Lawmakers in Alabama, Mississippi, South Carolina, Tennessee and other states failed to advance proposals this year that would have closed state offices and given most of their public employees paid time off for the June 19 holiday.
That trend infuriates Black leaders and community organizers who view making Juneteenth a paid holiday the bare minimum state officials can do to help honour an often overlooked and ignored piece of American history.
“Juneteenth marks the date of major significance in American history. It represents the ways in which freedom for Black people have been delayed,” said Democratic Rep. Anthony Nolan, who is Black, while arguing in favour of making Juneteenth a paid holiday in Connecticut on the House floor. “And if we delay this, it’s a smack in the face to Black folks.”
Juneteenth commemorates when Union soldiers brought the news of freedom to enslaved Black people in Galveston, Texas, in 1865, two months after the confederacy had surrendered in the Civil War and about two and a half years after the emancipation proclamation freed slaves in Southern states.

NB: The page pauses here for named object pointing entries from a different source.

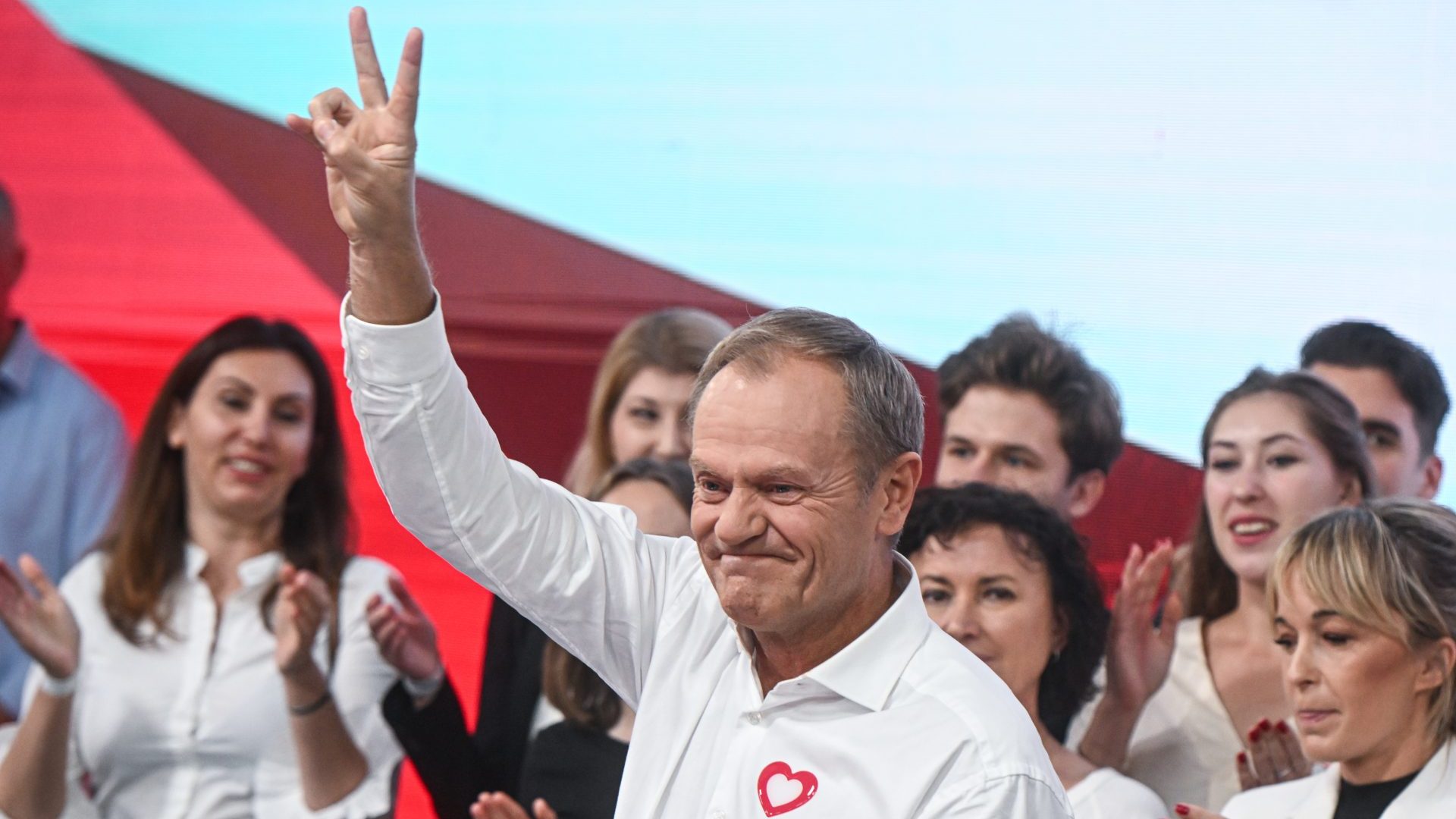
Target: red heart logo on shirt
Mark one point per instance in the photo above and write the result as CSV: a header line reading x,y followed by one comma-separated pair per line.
x,y
808,786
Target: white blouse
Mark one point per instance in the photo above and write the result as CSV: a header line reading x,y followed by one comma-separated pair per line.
x,y
188,729
1184,744
903,723
1107,795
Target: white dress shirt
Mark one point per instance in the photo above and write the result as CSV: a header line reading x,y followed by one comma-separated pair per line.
x,y
902,723
1107,795
193,729
1184,744
1430,795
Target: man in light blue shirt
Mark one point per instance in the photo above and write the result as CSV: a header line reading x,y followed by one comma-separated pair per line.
x,y
63,453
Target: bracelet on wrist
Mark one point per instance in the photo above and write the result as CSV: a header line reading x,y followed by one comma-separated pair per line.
x,y
58,687
310,707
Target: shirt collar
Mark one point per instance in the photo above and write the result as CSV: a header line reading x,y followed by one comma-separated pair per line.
x,y
867,670
18,366
253,572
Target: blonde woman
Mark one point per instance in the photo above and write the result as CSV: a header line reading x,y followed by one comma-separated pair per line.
x,y
1365,613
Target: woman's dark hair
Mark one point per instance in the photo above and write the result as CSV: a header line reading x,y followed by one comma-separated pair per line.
x,y
674,475
147,537
582,698
1043,537
1332,422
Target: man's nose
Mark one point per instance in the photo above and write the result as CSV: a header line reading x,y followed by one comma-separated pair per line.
x,y
740,519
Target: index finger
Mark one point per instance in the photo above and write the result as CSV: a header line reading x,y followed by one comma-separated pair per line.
x,y
405,99
366,63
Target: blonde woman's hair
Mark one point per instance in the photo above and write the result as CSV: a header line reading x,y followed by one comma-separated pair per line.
x,y
676,340
1389,566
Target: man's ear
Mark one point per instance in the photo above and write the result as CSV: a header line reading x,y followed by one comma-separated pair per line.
x,y
1085,491
900,482
1432,477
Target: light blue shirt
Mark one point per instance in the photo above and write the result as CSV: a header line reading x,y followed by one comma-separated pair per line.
x,y
63,455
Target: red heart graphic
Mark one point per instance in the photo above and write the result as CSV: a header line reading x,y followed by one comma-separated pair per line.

First new national holiday since 1983
Last year, Congress and President Joe Biden moved swiftly to make Juneteenth a national holiday. It was the first time the federal government had designated a new national holiday since approving Martin Luther King Jr. Day in 1983. Yet the move didn’t result in an automatic adoption from most states.
In Alabama, Republican Gov. Kay Ivey issued another proclamation marking Juneteenth a state holiday earlier this week after state lawmakers refused to take action on a bill during their legislative session even after she voiced strong support for making it a permanent holiday back in 2021. The state closes down for Confederate Memorial Days in April.
Similarly, Wyoming’s Republican Gov. Mark Gordon issued a statement last June saying he would work with lawmakers to make it a state holiday, but no legislation was filed during the 2022 session.
In Tennessee, Republican Gov. Bill Lee quietly tucked enough funding — roughly $700,000 — to make Juneteenth a state paid holiday in his initial spending plan for the upcoming year.
Despite the bill gaining traction in the state Senate, GOP legislative leaders maintained there wasn’t enough support for the idea even as Tennessee law currently designates special observances for Robert E. Lee Day, Confederate Decoration Day and Nathan Bedford Forrest Day.
“I asked many people in my district over the last few days, well over 100 people, if they knew what Juneteenth was and only two of them knew,” said Republican Sen. Joey Hensley, who is white and voted against the proposal. “I just think we’re putting the cart before the horse making a holiday that people don’t know about.”
At the same time, many of these Republican-led states have advanced bills limiting what can be taught about systematic racism in classrooms, while also spiking proposals aimed at expanding voting rights and police reform.